Afname uitstroom uit het onderwijs
Het aantal jongeren dat jaarlijks vanuit het onderwijs de arbeidsmarkt opstroomt is na een stijging in de afgelopen jaren tijdens de coronapandemie afgenomen: respectievelijk 22 duizend en 15 duizend jongeren in 2020 en 2021. De daling in de uitstroom ontstaat zowel door minder studie-uitval (jongeren die vroegtijdig met hun opleiding stoppen en/of geen startkwalificatie hebben) als doordat minder jongeren met een diploma de arbeidsmarkt opkomen.

Grotere uitdagingen bij zoektocht naar werk tijdens lockdowns
Uit verdiepende interviews met jongeren die tijdens de coronapandemie de arbeidsmarkt opkomen blijkt dat zij gedurende lockdowns hebben ervaren dat er weinig tot geen vacatures beschikbaar zijn en beloftes van betaalde aanstellingen tijdens stages niet zijn ingelost vanwege lockdowns. De combinatie van werkzoekend zijn, veel afwijzingen krijgen, minder contact met vrienden en familie en beperkingen in vrijetijdsbesteding valt jongeren zwaar. Iets meer dan de helft van de geïnterviewde jongeren geeft begin 2021 aan last te hebben van negatieve gedachten, somberheid, piekeren, stress, motivatieproblemen, zorgen over de toekomst en eenzaamheid.

Begin 2022 heeft driekwart van de jongeren een baan gevonden die passend is bij hun opleidingsniveau en -richting. In retrospectief geeft het overgrote deel van de jongeren echter wel aan dat ze meer ondersteuning hadden gewild bij de overstap van het onderwijs naar de arbeidsmarkt.

Monitor 4: Baankansen starters hoger dan voor de coronapandemie, maar uitstroom uit het onderwijs nog altijd minder dan verwacht
De gemiddelde baankansen van jongeren die in 2020 tijdens de coronapandemie de arbeidsmarkt opkomen zijn sinds de opening van de samenleving en ondanks een korte derde lockdown verder hersteld tot boven het niveau van voor de pandemie.
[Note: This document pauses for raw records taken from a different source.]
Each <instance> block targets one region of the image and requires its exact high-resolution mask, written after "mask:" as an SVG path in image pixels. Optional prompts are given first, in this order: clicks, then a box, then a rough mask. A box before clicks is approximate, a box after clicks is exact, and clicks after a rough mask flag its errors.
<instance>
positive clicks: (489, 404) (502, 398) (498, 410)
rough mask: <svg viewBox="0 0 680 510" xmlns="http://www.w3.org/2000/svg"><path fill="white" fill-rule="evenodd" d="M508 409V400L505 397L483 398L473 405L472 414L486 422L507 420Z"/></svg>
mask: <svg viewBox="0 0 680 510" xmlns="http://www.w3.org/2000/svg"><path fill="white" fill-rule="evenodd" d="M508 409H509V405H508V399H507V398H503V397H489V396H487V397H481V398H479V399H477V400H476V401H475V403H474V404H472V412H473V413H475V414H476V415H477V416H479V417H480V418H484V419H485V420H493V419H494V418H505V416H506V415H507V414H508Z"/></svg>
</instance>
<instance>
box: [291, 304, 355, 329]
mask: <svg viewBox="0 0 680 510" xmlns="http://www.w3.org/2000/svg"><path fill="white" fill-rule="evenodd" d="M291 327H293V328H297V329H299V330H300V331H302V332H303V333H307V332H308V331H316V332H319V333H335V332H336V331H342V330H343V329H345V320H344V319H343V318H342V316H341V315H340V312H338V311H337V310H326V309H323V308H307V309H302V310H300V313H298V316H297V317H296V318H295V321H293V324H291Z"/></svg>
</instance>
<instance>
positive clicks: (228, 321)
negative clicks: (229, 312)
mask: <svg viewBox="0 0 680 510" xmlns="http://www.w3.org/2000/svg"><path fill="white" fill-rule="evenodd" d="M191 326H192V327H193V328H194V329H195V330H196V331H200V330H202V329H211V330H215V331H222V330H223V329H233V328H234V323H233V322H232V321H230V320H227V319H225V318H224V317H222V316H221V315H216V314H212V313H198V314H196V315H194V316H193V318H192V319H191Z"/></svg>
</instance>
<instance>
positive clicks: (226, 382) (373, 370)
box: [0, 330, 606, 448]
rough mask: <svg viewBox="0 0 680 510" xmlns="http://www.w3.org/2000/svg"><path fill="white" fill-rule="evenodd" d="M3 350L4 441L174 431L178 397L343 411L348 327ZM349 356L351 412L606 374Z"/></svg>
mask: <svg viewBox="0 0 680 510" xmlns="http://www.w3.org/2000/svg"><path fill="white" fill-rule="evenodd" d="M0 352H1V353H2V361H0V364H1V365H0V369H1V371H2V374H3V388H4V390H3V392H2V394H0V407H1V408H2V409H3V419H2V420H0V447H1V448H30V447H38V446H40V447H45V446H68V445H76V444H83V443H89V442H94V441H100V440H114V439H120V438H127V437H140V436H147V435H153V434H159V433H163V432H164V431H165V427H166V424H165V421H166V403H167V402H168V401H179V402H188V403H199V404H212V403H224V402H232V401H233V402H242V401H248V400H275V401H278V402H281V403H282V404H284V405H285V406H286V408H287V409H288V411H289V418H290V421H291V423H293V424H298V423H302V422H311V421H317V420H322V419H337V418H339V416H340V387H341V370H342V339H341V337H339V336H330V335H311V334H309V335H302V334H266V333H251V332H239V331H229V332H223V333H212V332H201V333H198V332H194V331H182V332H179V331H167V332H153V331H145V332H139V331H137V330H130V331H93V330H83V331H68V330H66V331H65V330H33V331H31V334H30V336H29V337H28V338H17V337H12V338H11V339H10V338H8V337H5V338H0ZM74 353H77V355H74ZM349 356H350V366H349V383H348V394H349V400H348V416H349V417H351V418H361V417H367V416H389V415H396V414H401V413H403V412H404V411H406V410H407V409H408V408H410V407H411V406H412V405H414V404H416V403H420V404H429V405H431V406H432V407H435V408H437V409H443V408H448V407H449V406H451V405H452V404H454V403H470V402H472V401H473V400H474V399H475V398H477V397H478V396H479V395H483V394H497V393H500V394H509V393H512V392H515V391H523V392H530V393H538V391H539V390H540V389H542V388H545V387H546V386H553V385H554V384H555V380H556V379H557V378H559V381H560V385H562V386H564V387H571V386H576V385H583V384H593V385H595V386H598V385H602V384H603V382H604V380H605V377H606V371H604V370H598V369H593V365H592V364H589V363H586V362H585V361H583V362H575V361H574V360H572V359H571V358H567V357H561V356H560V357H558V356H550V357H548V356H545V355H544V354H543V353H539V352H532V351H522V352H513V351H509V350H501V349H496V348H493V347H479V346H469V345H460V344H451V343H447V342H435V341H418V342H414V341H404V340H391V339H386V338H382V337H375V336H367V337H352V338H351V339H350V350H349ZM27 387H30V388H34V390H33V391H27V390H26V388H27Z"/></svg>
Tegelijkertijd is de ongelijkheid in baankansen tussen opleidingsniveaus groter dan voor de coronapandemie. Zo zien jongeren met al relatief lage baankansen hun baankansen deels herstellen tot op het pre-coronaniveau, terwijl de baankansen van hoger opgeleide jongeren juist zijn toegenomen tijdens de pandemie.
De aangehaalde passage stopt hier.